Plot marginal/average tax rate graph using data returned from either the mtr_graph_data function or the atr_graph_data function.

Parameters:
  • data (dictionary object returned from ?tr_graph_data() utility function) –
  • width (integer) – width of plot expressed in pixels
  • height (integer) – height of plot expressed in pixels
  • xlabel (string) – x-axis label; if ‘’, then use label generated by ?tr_graph_data
  • ylabel (string) – y-axis label; if ‘’, then use label generated by ?tr_graph_data
  • title (string) – graph title; if ‘’, then use title generated by ?tr_graph_data
  • legendloc (string) – options: ‘top_right’, ‘top_left’, ‘bottom_left’, ‘bottom_right’ specifies location of the legend in the plot
Returns:

Return type:

bokeh.plotting figure object containing a raster graphics plot

Notes

USAGE EXAMPLE:

gdata = mtr_graph_data(calc1, calc2)
gplot = xtr_graph_plot(gdata)

THEN when working interactively in a Python notebook:

bp.show(gplot)

OR when executing script using Python command-line interpreter:

bio.output_file('graph-name.html', title='?TR by Income Percentile')
bio.show(gplot)  [OR bio.save(gplot) WILL JUST WRITE FILE TO DISK]

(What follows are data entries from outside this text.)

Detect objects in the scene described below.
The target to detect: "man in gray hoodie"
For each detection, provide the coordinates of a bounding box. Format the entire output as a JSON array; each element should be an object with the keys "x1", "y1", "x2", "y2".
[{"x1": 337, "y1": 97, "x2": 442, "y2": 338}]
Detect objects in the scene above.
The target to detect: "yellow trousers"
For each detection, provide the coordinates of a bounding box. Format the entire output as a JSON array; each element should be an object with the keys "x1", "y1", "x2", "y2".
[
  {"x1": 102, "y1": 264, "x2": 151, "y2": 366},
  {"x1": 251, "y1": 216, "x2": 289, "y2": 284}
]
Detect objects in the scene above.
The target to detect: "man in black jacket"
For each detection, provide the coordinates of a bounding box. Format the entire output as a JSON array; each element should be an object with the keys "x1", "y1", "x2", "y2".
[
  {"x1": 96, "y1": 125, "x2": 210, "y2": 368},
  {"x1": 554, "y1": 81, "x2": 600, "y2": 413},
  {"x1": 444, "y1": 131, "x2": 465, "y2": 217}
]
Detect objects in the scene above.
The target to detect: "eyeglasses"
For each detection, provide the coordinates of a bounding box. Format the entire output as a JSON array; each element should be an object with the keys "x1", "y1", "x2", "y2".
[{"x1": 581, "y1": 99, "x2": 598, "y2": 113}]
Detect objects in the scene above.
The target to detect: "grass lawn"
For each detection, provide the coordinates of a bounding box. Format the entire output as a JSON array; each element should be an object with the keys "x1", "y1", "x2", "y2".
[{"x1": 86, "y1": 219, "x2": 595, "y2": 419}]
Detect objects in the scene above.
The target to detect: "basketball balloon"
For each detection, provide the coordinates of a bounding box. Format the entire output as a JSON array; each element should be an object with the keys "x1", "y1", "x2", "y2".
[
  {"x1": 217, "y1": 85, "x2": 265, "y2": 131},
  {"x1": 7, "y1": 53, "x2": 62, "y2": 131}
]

WILL VISUALIZE GRAPH IN BROWSER AND WRITE GRAPH TO SPECIFIED HTML FILE

To convert the visualized graph into a PNG-formatted file, click on the “Save” icon on the Toolbar (located in the top-right corner of the visualized graph) and a PNG-formatted file will written to your Download directory.

The ONLY output option the bokeh.plotting figure has is HTML format, which (as described above) can be converted into a PNG-formatted raster graphics file. There is no option to make the bokeh.plotting figure generate a vector graphics file such as an EPS file.

taxcalc.utils.zsum(self)[source]

pandas 0.21.0 changes sum() behavior so that the result of applying sum over an empty Series is NaN. Since we apply the sum() function over grouped DataFrames that may contain an empty Series, it makes more sense for us to have a sum() function that returns zero instead of NaN.